I am told I will start this orlal chemo drug on Thursday.  I have been able to convince myself up to now that I was on and coping with life. Its really hit me now that I have reached this point. I started off on Palbociclib to which i had a great response and everything was stable for a year. Then my insurance company would not pay for it any more and the nHs refused a funding request. Three months after stopping thre xancer has spread to my liver and I am told it is not operable because of the cancer I have. So now the hest I can hope for is to halt its growth. I am scared pure and simple,  I feel like I may be getting near the end of the road with treatment options. I am not ready to die.  It consumes me all the time and tears start so easily.  I hope I can cope on the orlal chemo and am anxious that I may not and then what.  

Ellie

  • FormerMember
    FormerMember

    Plastic

    I was originally on this site 2017, I have Metaplastic Triple Negative Breast Cancer,. A very unusual cancer,  no one else was the same  so i just looked in on this site  from time to time to see if there was anyone like mine. Its a very difficult cancer to treat, I had 12 Chemo sessions  during which it had doubled in size . Then a single Mastectomy --- after healing i had 5 weeks of Radiation.  All seemed well for a few months. I was taken to hospital  with suspect appendix , While scanning me they found the cancer had gone to my lungs that was 6 months ago i have just had my first week on Capecitabine , not too bad but very tiring. I wish it had been started earlier, i know its not a cure but hopefully holding---for how long no one knows. I wasted a month hoping to get on a trial .

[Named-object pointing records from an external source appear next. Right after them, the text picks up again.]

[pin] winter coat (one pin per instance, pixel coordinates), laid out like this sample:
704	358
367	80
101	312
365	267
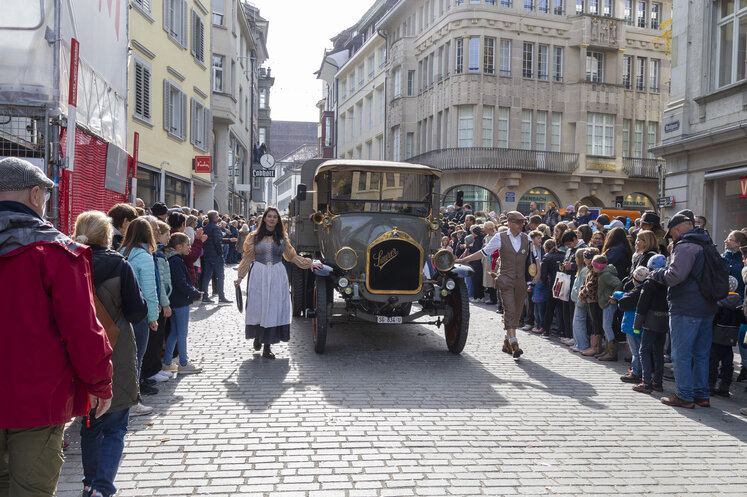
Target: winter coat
608	284
54	349
117	289
184	293
682	274
164	277
652	312
145	271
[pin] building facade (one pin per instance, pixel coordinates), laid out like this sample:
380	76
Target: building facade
705	124
169	100
514	101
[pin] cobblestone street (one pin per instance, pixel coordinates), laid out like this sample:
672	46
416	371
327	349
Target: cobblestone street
388	411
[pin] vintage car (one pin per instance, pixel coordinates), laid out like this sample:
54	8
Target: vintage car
375	227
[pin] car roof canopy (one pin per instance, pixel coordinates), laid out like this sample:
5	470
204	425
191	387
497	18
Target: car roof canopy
375	166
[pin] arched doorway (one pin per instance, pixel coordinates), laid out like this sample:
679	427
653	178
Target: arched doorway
481	199
538	194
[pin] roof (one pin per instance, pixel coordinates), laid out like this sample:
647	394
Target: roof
376	166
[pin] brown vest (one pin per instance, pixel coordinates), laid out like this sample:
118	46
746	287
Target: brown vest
513	264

    Like you all just hoping something new comes along.

    C J 

  • FormerMember
    FormerMember

    Dear Ellie, I am sorry you are feeling so distressed and low, please read what was written to Nicky yesterday on this forum for some ideas and remember many of us have reached this point and are still going several years later. Nobody can predict what is ahead and what new treatments will be available. Of course fear is consuming you, it did me as well and still does on occasion. As mentioned I got help from GP re this. Is there anyway you can protest to your local MP about your drug of choice not being funded by the NHS? Have you tried other hospitals for a second opinion? I think It is not nearly the end of the road yet, it may be that you will be described as living with an incurable illness but that does not mean terminal.  The first thing you need to do is to get help in managing your depression and anxiety, when you can manage this you may feel a bit brighter. Try and get support from others to help you think of other thing, if you continue to let it consume you it wastes time that you could be doing something pleasurable .this is not a criticism as I have felt the way you are feeling and the fear is difficult to control, and I probably will be on here again with similar feelings! Let us and friends support you through this horrible bad patch. It will pass and I am sure you will manage on the oral chemo. We become paralysed by this fear and can only think the worse so please keep communicating with your many friends here and we will support you through it. Tomorrow is another day and it will start getting lighter at nights in a few weeks, I find the dark makes me feel worse! Looking forward to reading many posts from you in the future!

    With lots of hugs and love xxx

  • Hi Ellie,

    i know how you are feeling. Theses drugs are hard to take.

    it is a shame you had to stop the drug Inas turned down by the NHS for lenvatinib and after 2 times of going back to the company they have funded it for me on compassionate grounds . I wonder if that is an option for you as tye drug.was working for you.

    I have had to stop the lenvatinib as my BP went up and will restart it on December 2 nd and will see f the cardiologist can recommend another BP medicine as i am on so many already.

    i am scared about taking because so many have to give it up because of the side effects.

    the tears I find get better and doing the things you can do helps and walking and swimming and being outside keeping busy all helps.